In my experience, what is considered the mainstream 'left' or 'liberal' in the US would be considered right wing in most of the rest of the world. I don't really see a lot of people in the US talking about confiscating the means of production and transferring them to the working class, you know?
posted by signal at 8:53 AM on July 13, 2020 [9 favorites]


signal, exactly, and even with the much weaker/more rightward US-specific definition of center, a sizeable proportion of the letter signatories are to the right if it.
posted by eviemath at 12:50 PM on July 13, 2020 [3 favorites]


There were two ‘Reigns of Terror,’ if we would but remember it and consider it; the one wrought murder in hot passion, the other in heartless cold blood; the one lasted mere months, the other had lasted a thousand years; the one inflicted death upon ten thousand persons, the other upon a hundred millions."

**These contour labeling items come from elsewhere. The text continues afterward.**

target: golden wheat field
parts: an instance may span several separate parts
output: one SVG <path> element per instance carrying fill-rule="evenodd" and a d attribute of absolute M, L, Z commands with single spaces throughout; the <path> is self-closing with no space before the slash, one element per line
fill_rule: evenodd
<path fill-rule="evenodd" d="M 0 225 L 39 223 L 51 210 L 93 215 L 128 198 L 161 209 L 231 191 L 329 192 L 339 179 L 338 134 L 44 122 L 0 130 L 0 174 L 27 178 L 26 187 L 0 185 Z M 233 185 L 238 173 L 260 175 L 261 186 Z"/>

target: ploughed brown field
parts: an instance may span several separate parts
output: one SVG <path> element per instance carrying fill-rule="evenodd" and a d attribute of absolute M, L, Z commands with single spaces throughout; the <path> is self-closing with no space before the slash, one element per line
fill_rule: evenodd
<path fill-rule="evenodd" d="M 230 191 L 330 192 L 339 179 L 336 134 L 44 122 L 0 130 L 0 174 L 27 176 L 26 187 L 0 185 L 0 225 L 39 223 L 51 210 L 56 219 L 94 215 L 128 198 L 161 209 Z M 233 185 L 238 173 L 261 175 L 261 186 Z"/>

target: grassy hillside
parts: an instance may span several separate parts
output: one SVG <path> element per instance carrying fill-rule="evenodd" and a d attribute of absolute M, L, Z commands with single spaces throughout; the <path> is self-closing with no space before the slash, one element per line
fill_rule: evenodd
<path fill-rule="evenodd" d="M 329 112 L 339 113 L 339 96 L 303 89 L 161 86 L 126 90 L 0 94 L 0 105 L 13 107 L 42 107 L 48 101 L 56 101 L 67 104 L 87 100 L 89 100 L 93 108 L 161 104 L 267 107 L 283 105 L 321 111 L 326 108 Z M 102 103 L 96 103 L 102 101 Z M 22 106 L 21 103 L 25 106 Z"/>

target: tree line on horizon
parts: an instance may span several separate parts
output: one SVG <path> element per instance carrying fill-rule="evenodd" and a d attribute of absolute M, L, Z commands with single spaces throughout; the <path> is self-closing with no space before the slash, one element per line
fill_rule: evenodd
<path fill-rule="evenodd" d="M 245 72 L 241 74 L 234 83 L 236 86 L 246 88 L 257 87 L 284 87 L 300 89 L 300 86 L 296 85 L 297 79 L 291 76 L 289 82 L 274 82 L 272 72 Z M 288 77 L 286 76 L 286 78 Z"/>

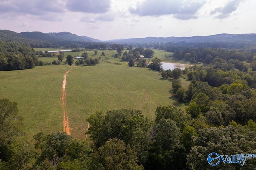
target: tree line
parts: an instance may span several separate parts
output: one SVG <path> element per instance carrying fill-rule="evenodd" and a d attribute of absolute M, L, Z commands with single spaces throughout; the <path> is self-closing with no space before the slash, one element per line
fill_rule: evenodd
<path fill-rule="evenodd" d="M 37 65 L 35 51 L 27 44 L 0 41 L 0 71 L 30 69 Z"/>
<path fill-rule="evenodd" d="M 201 102 L 203 97 L 195 98 L 194 102 Z M 190 106 L 186 111 L 160 106 L 154 120 L 136 109 L 97 112 L 87 119 L 89 141 L 64 132 L 40 132 L 34 136 L 32 146 L 18 139 L 22 133 L 17 103 L 0 99 L 0 168 L 207 170 L 213 168 L 207 161 L 213 152 L 228 155 L 255 154 L 254 121 L 250 119 L 244 125 L 234 121 L 225 126 L 212 124 L 220 111 L 228 111 L 228 105 L 222 102 L 209 101 L 210 104 L 200 105 L 201 109 L 210 108 L 210 117 L 201 113 L 195 117 L 189 111 Z M 243 166 L 220 163 L 214 168 L 252 169 L 256 166 L 254 159 L 248 158 Z"/>

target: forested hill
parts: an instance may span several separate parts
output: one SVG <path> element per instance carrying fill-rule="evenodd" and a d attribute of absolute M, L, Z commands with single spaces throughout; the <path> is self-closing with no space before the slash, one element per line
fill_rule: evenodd
<path fill-rule="evenodd" d="M 32 47 L 59 48 L 63 46 L 72 48 L 82 47 L 85 44 L 95 42 L 97 40 L 90 37 L 78 36 L 66 32 L 64 34 L 48 34 L 39 32 L 18 33 L 2 30 L 0 30 L 0 40 L 6 42 L 28 43 Z"/>
<path fill-rule="evenodd" d="M 82 42 L 100 42 L 100 41 L 98 40 L 86 36 L 78 36 L 77 35 L 68 32 L 50 32 L 46 33 L 46 34 L 51 37 L 66 40 Z"/>
<path fill-rule="evenodd" d="M 106 41 L 119 43 L 149 43 L 154 42 L 202 43 L 209 42 L 256 42 L 256 34 L 222 34 L 206 36 L 193 37 L 148 37 L 141 38 L 113 40 Z"/>

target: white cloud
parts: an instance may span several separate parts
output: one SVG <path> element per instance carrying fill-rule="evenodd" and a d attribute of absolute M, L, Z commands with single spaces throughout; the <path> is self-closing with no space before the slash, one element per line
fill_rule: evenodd
<path fill-rule="evenodd" d="M 130 6 L 129 11 L 140 16 L 173 15 L 177 19 L 187 20 L 197 18 L 198 11 L 205 3 L 204 0 L 146 0 L 135 7 Z"/>
<path fill-rule="evenodd" d="M 224 6 L 218 7 L 211 11 L 210 14 L 217 14 L 217 18 L 223 19 L 228 17 L 230 14 L 236 11 L 240 4 L 244 0 L 233 0 L 227 3 Z"/>
<path fill-rule="evenodd" d="M 109 11 L 110 0 L 67 0 L 66 7 L 70 11 L 93 14 Z"/>

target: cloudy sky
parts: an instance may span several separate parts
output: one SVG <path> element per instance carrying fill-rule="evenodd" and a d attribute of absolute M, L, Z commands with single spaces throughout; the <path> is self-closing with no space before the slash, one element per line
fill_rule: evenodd
<path fill-rule="evenodd" d="M 100 40 L 256 33 L 255 0 L 0 0 L 0 30 Z"/>

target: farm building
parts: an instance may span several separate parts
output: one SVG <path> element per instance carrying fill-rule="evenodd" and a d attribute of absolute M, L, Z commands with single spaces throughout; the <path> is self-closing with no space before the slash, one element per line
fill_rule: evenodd
<path fill-rule="evenodd" d="M 76 56 L 76 57 L 75 57 L 75 58 L 77 59 L 80 59 L 81 58 L 83 58 L 83 57 L 82 57 Z"/>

what in hell does Twain mean by two reigns of terror? What, the second is Napoleon?

ask you to remember that chaos is not evil, change is not wrong, conflict is not violence, and relevance is not a human right.

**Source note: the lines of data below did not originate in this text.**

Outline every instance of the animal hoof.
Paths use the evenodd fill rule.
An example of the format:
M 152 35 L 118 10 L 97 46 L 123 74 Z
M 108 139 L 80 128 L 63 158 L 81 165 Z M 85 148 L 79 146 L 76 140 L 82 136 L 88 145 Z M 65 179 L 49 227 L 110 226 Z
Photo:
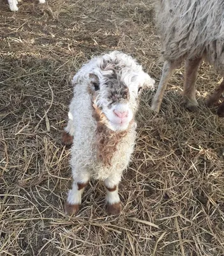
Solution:
M 220 117 L 224 117 L 224 102 L 222 102 L 218 108 L 217 115 Z
M 64 146 L 69 147 L 72 145 L 73 142 L 73 136 L 70 135 L 65 131 L 63 131 L 61 135 L 61 141 Z
M 66 215 L 75 215 L 79 211 L 78 204 L 70 204 L 66 202 L 64 204 L 64 213 Z
M 121 212 L 121 204 L 120 202 L 113 204 L 107 204 L 106 209 L 108 215 L 119 215 Z

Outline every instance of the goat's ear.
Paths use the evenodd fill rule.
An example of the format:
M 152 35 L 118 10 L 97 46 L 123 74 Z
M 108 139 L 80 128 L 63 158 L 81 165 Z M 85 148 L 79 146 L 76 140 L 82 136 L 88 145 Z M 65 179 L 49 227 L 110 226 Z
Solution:
M 90 80 L 90 84 L 94 91 L 98 91 L 100 90 L 100 81 L 99 77 L 93 73 L 89 74 L 89 79 Z
M 139 84 L 138 84 L 138 92 L 141 89 L 149 88 L 151 90 L 154 90 L 154 84 L 155 81 L 150 77 L 150 76 L 142 71 L 139 76 Z

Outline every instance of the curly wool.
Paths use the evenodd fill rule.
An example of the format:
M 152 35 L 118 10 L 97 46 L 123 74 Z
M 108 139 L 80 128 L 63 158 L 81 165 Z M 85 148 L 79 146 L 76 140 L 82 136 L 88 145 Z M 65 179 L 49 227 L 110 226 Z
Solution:
M 130 162 L 135 146 L 136 123 L 131 122 L 123 132 L 108 129 L 100 106 L 102 100 L 113 95 L 114 88 L 112 85 L 98 91 L 102 95 L 99 99 L 91 88 L 95 75 L 100 83 L 108 82 L 114 79 L 115 72 L 119 74 L 121 84 L 153 87 L 154 81 L 143 72 L 142 67 L 131 57 L 119 52 L 93 58 L 82 66 L 73 80 L 74 97 L 70 111 L 75 128 L 72 132 L 70 127 L 66 129 L 74 137 L 70 162 L 74 180 L 82 172 L 91 173 L 95 179 L 105 180 L 114 173 L 120 177 Z M 138 100 L 134 92 L 130 93 L 128 100 L 135 113 Z
M 204 55 L 223 73 L 223 0 L 160 0 L 157 19 L 165 60 Z

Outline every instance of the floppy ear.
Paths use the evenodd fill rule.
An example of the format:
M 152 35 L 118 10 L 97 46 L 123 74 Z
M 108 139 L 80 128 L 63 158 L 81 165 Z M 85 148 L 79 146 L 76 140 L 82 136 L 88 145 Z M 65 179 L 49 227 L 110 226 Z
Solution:
M 89 74 L 89 79 L 93 90 L 98 91 L 100 90 L 100 81 L 98 76 L 95 74 L 90 73 Z

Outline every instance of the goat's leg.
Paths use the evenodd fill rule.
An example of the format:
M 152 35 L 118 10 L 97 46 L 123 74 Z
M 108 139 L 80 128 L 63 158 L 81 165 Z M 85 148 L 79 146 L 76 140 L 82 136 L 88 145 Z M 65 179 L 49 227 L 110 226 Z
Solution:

if this in comparison to the French Revolution and current events I suggest the author study the French revolution and not foist it with a Mark Twain banner pull quote.
posted by clavdivs at 1:01 PM on July 13, 2020 [1 favorite]


what in hell does Twain mean by two reigns of terror? What, the second is Napoleon?

Pretty sure he's talking about however many centuries of the ancien regime.
posted by PMdixon at 1:10 PM on July 13, 2020 [7 favorites]


what in hell does Twain mean by two reigns of terror? What, the second is Napoleon?

It's a passage from A Connecticut Yankee In King Arthur's Court, also quoted here by Ta-Nehisi Coates and here in Bartleby's. Twain is contrasting the blood and violence of the Revolution (which all right-thinking people fear, hate and despise) with the overwhelming indifference and ignorance (displayed by those exact same right-thinking people) to the crushing misery, slow starvation, tortures and immerseration and death inflicted by the previous thousand years of monarchical rule.

I used google.
posted by the man of twists and turns at 1:12 PM on July 13, 2020 [15 favorites]


> clavdivs: "what in hell does Twain mean by two reigns of terror?"

I always understood this quote to be a reference to the French monarchy (and, probably by extension, all monarchies and similar regimes).
posted by mhum at 1:13 PM on July 13, 2020 [1 favorite]


ok, one year of terror killed 40,000. add in all the other deaths from war and execution, starvation...then Napoleon, actor then director...the only thing that did destroy monarchy was violence, everything else but sacrifice and reason we're tried.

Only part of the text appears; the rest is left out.